Paul further describes the relationship of the wife to the husband and the relationship of the church to Christ. Ephesians 5:24, Therefore just as the church is subject to Christ, so let the wives be to their own husbands in everything.

The responsibility of the husband is to love your wives as said in Ephesians 5:25 and Colossians says, Husbands love your wives and do not be bitter toward them. Don’t be harsh with them. The husband is compared to Christ and His relationship with the Church. How is the husband to love the wife?

  1. Love Her Selflessly (v.25) – Not selfishly in getting what you can out of the relationship. The wife should be taken into consideration to every decision made.
  2. Love Her Sacrificially (v.25) – Every home needs 2 funerals and a marriage. A dying to self.
  3. Love Her Sanctifyingly (vs. 26-28) – The husband is to place his wife in the best position for spiritual growth.
  4. Love Her Satisfyingly (v.28-29) – You may hate at times what you do but you do love yourself. When you are hungry you want food. When you are thirsty you want something to drink. When your body is tired you desire rest.
  5. Love Her Supremely (vs. 30-31) – There is no earthly relationship spoken of in this way.

ILLUS: A man came to his pastor and said I feel so guilty, I think I love my wife too much. The pastor said, “God’s Word says you are to love your wife as Christ loved the church, do you love her that much?” The man said, “No I am afraid I don’t.” You had better repent that you don’t love her enough. (Illus. under Marriage)

Do you see how it is easy for a wife to submit to a husband that loves her in this way?

We move to the parental/child relationship. For the child the two “go to” passages is Colossians 3:20 & Ephesians 6:1-2… Obey and Honor. Obviously if you are asked to do something that is out of line with Scripture, we stand on Acts 5:29 which says, We ought to obey God rather than men. The responsibility of the parent is directed toward the father but would include the mother as well. The parents are to give:

  • Devotion – Colossians 3:21 says… We owe them love
  • Discipline – You have to find out what works with a child.
  • Direction – Don’t frustrate them with an inconsistent example.

Next is the Vocational Relationship. We would apply it to the employer/employee relationship. To the Employee he says in verses 22-25… Eye service is only working when the boss is looking.

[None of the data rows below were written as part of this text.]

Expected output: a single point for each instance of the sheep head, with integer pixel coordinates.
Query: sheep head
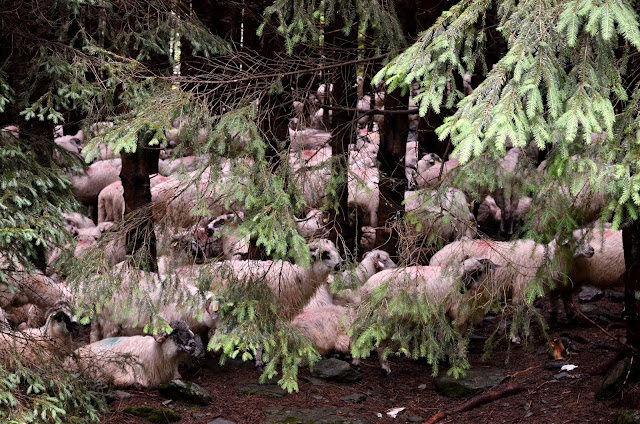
(381, 259)
(181, 336)
(475, 271)
(324, 255)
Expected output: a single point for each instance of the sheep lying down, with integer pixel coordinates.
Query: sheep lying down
(326, 326)
(143, 361)
(36, 346)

ILLUS: Three guys are fishing on a lake when an angel appears in the boat with them. The first guy gets over his shock and humbly says to the angel, “I’ve suffered from back pain for years. Is it too much to ask that you help me?” The angel touches the man’s back, and he feels instant relief.

The second guy points to his Coke-bottle glasses and asks if the angel could cure his poor eyesight. The angel tosses the man’s glasses into the lake. When they hit the water, the man’s vision clears, and he can see everything distinctly.

The angel now turns to the third guy, who throws up his hands in fear. “Don’t touch me!” he cries. “I’m on disability!” (Illus. under Work)

Paul puts dignity in the work because he says in verse 23… and v. 24 b. He then turns to the Employer and says you have a responsibility because you have a master in Heaven.

  1. THE REWARD FROM THESE RELATIONSHIPS
  2. Marital Relationships – When a husband and wife fulfill their God given responsibility, they picture the relationship of Christ and the Church. There is the blessing of God on that relationship.
  3. Parental Relationships – Colossians 3:20 and I think it is inferred this is for parent and child. It is well pleasing to the Lord. Ephesians 6:1-3 says… To children he says if you want to be good to yourself, follow his dictates.
  4. Vocational Relationships– God will reward the role that is followed biblically.